Alain Bouvard prudent pour l’avenir du club

Qu’est-ce qui vous a surpris le plus dans la Wembanyama ?

Le fait que Victor soit toujours obligé d’avoir un garde du corps, ce sont des choses qu’on n’avait jamais vues. A l’extérieur, les spectateurs étaient là dès l’échauffement, ce qui ne se produisait jamais ailleurs. Il y avait un service sécurité pour empêcher les gens d’approcher.

Aujourd’hui, c’est quoi le projet du club ?

On vit saison par saison. Le seul domaine sur lequel on a une perspective à plus d’une saison, c’est la convention qui va être validée avec la ville de Levallois pour l’utilisation de la salle et qui va être valable cinq ans.

Pas beaucoup de candidats pour le poste d’entraîneur

Si le maire de Boulogne dit stop, c’est fini !

Pas uniquement. Il y a eu des contacts avec plusieurs repreneurs la saison dernière qui n’ont pas abouti, dont le dernier américain. Ce qui les intéressait aussi, c’était de pouvoir être partie prenante dans l’exploitation du Palais des Sports de Boulogne.

Mais quand le maire a vu ce qui était arrivé à Pau avec les Américains au basket et puis à Bordeaux au foot, on a demandé au repreneur potentiel de mettre de l’argent sous séquestre pour preuve de sa bonne foi. Il a dit que c’était une bonne idée, mais il ne l’a jamais fait !

Le coach (Laurent Foirest) a été choisi tardivement, le 27 juillet. Les candidats ne se sont-ils pas bousculés ?

Il n’y avait pas beaucoup de candidats potentiels. Le fait qu’il ait travaillé avec Vincent (Collet) a aussi influé sur le choix. On a un début de saison compliqué, on ne peut pas le cacher. Il faut effectivement que tout le monde prenne ses marques, que la mayonnaise prenne.

Entre le handicap d’avoir démarré plus tard, d’avoir dû reconstituer à 90% l’équipe, un calendrier de pré-saison compliqué à mettre en place et les blessures, tout ça ne nous aide pas.

Si jamais il y avait descente, est-ce que ça serait la fin du club ?

Pour répondre à ce type de questions, je vous invite à contacter l’actionnaire, la SCIC, ou le maire de Boulogne…

Finalement, n’est-ce pas un soulagement de ne pas jouer de Coupe d’Europe ?

Le repreneur avec qui on était en contact en fin de saison dernière voulait absolument qu’on joue l’EuroCup pour avoir un contact avec l’Euroligue. On l’a fait l’année d’avant, et sportivement, c’est devenu aujourd’hui beaucoup moins intéressant, elle est même moins forte que la BCL.
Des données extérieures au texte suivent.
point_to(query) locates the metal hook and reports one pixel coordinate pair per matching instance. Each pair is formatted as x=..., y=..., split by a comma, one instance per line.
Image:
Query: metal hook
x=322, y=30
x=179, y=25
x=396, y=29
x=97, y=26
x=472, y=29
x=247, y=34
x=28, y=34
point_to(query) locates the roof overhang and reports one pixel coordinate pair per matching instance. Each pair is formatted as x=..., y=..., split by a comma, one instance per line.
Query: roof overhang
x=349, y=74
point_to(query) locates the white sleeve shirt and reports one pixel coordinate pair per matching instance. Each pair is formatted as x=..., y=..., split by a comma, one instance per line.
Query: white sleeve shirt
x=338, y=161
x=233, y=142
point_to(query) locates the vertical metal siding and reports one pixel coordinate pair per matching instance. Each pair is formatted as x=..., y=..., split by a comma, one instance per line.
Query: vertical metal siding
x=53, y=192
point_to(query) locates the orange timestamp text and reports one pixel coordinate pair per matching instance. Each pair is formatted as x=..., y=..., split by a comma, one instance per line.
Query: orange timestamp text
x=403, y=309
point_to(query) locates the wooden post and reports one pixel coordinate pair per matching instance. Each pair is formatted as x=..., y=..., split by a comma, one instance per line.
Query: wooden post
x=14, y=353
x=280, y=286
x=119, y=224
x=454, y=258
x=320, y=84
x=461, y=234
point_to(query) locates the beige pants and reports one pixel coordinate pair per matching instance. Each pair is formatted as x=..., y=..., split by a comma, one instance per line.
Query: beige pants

En plus, elle coûte de l’argent. Paris la joue, mais a été pris sur dossier et dès qu’ils auront leur Arena, à mon avis, ils vont être en Euroligue. Je souhaitais qu’on fasse la BCL parce que ça pouvait aussi apporter de l’argent supplémentaire.
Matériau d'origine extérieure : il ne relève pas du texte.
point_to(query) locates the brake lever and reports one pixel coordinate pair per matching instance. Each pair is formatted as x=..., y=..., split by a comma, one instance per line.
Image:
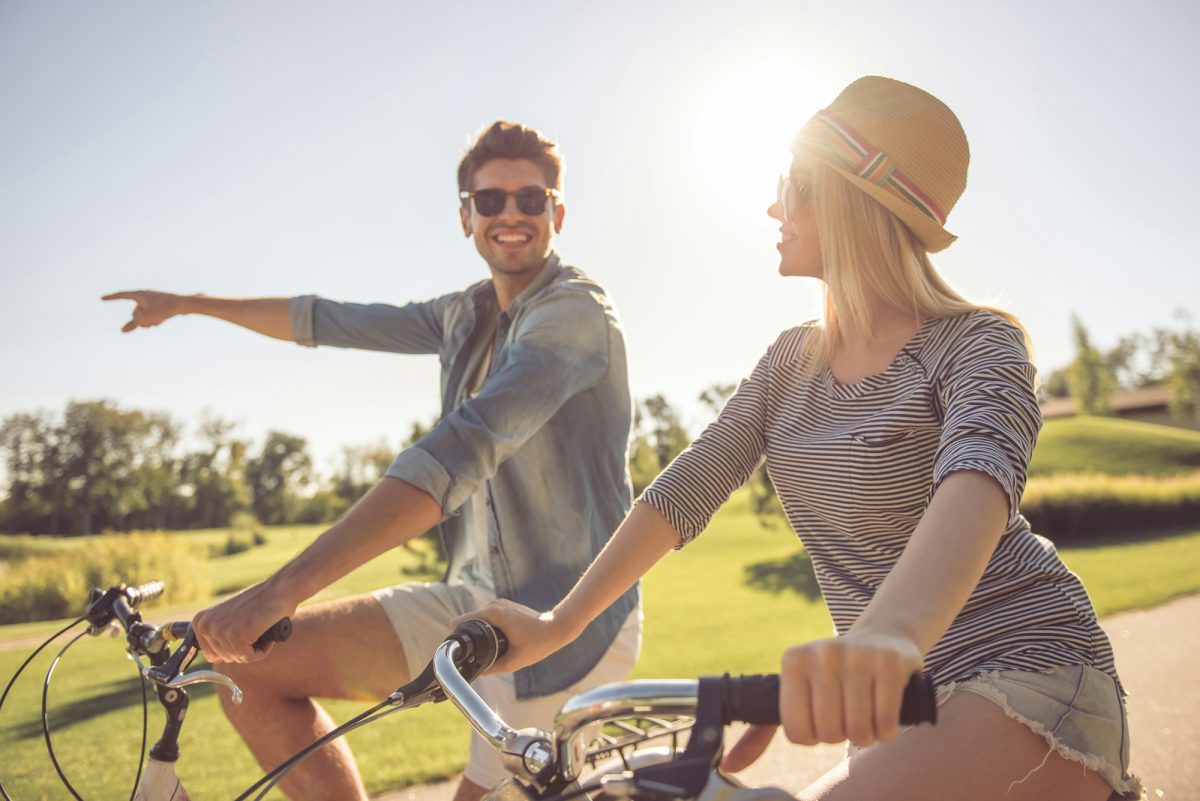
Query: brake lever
x=199, y=678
Et c’est pareil au niveau du recrutement des joueurs, c’est plus simple, c’est plus facile de recruter. Donc, au final, c’est plus un handicap de ne pas jouer la Coupe d’Europe.

« Boulogne était intéressé par Risacher »
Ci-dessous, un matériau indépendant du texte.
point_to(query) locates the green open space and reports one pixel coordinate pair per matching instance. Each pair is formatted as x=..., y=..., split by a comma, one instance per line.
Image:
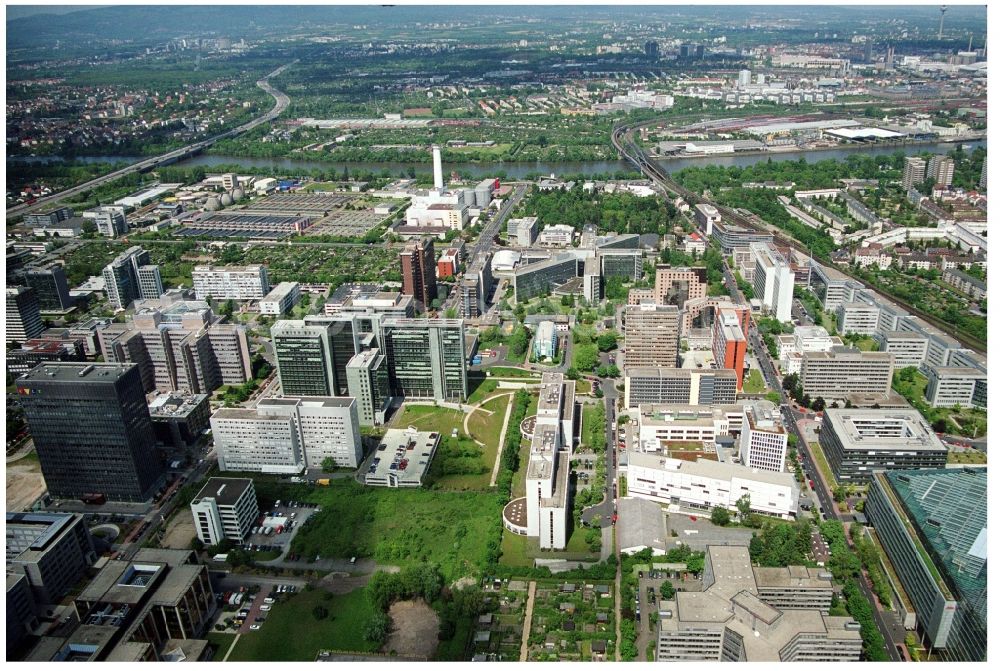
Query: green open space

N’avez-vous pas tenté de faire la même chose qu’avec Victor avec Zaccharie Risacher qui est passé de l’ASVEL à Bourgen-Bresse ?

On savait durant la saison qu’il ne voulait pas rester à l’ASVEL, mais à partir du moment où on n’était pas sûr de pouvoir repartir c’était compliqué. Par contre, on était en contact pendant l’intersaison avec Yves Pons qui a failli venir chez nous et qui était à Villeurbanne la saison passée.

Il a fait la même démarche que Victor. Il cherchait un projet où il allait pouvoir travailler. C’est un joueur avec du potentiel. On avait bien avancé les discussions. On lui a proposé de mettre en place une structure, toutes proportions gardées, un petit peu ce qu’on a fait avec Victor. Il était intéressé alors que financièrement parlant, ça ne l’était pas pour lui.

Entre-temps, il a eu une proposition de Gran Canaria qui était finalement bis repetita de ce qu’il avait à l’ASVEL. Quand on est à Gran Canaria, même en championnat, les déplacements ce sont des matches de Coupe d’Europe.

Il a dit non à Gran Canaria et puis, un club espagnol, Gérone, a eu la bonne idée de lui faire la même proposition que nous avec un tarif plus intéressant et du coup il a été à Gérone.